The highest praise I can give the Glass Half Full Theatre’s production of FupDuck is that I was still glowing with joy and wonder long after the show, which isn’t to say there aren’t dozens of things I can praise in this show.
FupDuck, sponsored by the Jim Henson Foundation, is artistic director Caroline Reck’s adaptation of a contemporary fable written by Jim Dodge, which tells the story of Jake, a whiskey-distilling octogenarian who receives custody of his orphaned grandson Tiny.
Tiny is as gentle as Jake is cantankerous, but by the time Tiny reaches adulthood, the odd couple has fallen into a comfortable routine. They live a quiet isolated existence until one day Tiny finds a baby duck, and brings it home.

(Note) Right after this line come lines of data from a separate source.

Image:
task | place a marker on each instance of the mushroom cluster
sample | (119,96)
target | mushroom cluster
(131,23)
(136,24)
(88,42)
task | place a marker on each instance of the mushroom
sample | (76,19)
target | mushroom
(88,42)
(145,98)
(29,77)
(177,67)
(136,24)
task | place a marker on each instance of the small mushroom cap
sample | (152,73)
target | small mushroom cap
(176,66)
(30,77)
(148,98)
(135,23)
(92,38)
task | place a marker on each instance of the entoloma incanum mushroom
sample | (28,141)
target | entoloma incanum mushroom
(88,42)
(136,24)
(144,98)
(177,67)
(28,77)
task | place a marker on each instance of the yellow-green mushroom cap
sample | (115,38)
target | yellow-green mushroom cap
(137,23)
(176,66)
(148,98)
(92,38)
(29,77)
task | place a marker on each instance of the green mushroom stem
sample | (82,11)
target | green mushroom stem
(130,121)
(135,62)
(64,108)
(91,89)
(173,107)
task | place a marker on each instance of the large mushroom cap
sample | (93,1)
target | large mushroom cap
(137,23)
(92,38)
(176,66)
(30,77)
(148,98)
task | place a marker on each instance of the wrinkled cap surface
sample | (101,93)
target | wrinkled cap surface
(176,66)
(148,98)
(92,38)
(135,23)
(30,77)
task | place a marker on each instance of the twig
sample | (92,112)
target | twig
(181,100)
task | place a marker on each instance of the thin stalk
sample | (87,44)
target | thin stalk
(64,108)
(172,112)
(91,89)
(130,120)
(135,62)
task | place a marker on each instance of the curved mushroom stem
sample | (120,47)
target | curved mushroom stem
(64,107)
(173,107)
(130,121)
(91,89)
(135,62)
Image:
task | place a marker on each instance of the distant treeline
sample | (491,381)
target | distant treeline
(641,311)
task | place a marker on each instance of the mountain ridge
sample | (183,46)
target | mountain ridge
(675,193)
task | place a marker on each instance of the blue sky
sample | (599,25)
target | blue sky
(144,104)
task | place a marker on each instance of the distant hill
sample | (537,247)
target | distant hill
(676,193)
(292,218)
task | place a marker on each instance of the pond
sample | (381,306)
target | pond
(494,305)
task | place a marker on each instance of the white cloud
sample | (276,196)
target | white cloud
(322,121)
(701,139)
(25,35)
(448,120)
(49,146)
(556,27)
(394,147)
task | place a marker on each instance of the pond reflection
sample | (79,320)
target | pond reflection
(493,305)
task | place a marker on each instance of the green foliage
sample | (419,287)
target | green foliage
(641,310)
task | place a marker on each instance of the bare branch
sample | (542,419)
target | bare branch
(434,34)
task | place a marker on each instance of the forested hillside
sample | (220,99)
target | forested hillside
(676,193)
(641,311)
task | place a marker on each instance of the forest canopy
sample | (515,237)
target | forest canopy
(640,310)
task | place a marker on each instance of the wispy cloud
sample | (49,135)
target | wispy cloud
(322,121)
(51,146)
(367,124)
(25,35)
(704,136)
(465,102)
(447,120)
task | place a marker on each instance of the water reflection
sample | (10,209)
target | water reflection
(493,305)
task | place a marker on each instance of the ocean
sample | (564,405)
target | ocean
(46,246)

Fup, the duck, and her nemesis Lock Jaw, the wild hog who orphaned her, become catalysts for Tiny and Jake’s transcendence.
The production features live music by The White Ghost Shivers. Self-described as "a smorgasbord of Cab Calloway, circus sideshow, KISS, cabaret, Hee Haw and Robert Johnson served up at Andy Kaufman's bat-mitzvah," the band is much more than just accompaniment; the band members become characters in and of themselves.

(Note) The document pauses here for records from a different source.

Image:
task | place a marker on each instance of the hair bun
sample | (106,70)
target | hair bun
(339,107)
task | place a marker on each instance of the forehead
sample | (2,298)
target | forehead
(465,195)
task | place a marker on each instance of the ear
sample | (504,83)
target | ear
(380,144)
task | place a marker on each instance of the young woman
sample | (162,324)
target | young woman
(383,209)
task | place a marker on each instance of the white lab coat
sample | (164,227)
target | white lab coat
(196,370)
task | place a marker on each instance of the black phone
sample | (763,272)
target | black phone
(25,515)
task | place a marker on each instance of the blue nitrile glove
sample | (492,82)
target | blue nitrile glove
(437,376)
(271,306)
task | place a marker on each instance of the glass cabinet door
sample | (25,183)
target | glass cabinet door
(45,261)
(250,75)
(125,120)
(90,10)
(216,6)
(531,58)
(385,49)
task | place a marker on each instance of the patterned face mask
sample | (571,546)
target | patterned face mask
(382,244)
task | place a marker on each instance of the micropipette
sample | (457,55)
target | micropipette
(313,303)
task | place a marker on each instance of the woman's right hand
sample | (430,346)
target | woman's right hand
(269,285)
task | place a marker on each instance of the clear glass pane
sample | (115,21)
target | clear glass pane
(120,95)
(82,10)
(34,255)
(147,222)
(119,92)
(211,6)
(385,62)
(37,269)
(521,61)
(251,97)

Perched like so many birds on the roof of Jake’s home, the band creates a brilliant atmosphere for the story, witty commentary on the action and an anchor in time and place.
Chris Gibson narrates the story and performs the voices of all the characters. I know not how to describe the consummate skill of his performance without calling out individual moments of magic. Instead, let me just say that he and each of the characters on that stage have separate, distinct lives, as well as that he tells the story from a grounded centered place full of heart.
Then, of course, there are the puppets themselves. Designed and built by Ms. Reck, the puppets are operated by a team of seven puppeteers. The puppeteers, dressed as depression era rural folk, work as a team to bring the story to life.
Although there were regularly six or seven people on stage with the characters, their energy and their focus fed into the life of the puppets. Each of the main characters required at least three puppeteers to operate, and yet when Jake and Tiny sit and share a game of checkers, it seemed to be just the two of them on stage.
FupDuck was everything I hoped it would be. The adaptation is witty and charming, the production speaks to grown-up sensibilities about life and love, while taping into the innocent wonder and joy of one's childlike self.
See this show and, like the title says, if your kids already know the f-word, you should take them too. Actually, this show would be a mighty fine way for them to learn it.
The show runs Aug. 10 – Aug. 25 at the Salvage Vanguard Theater.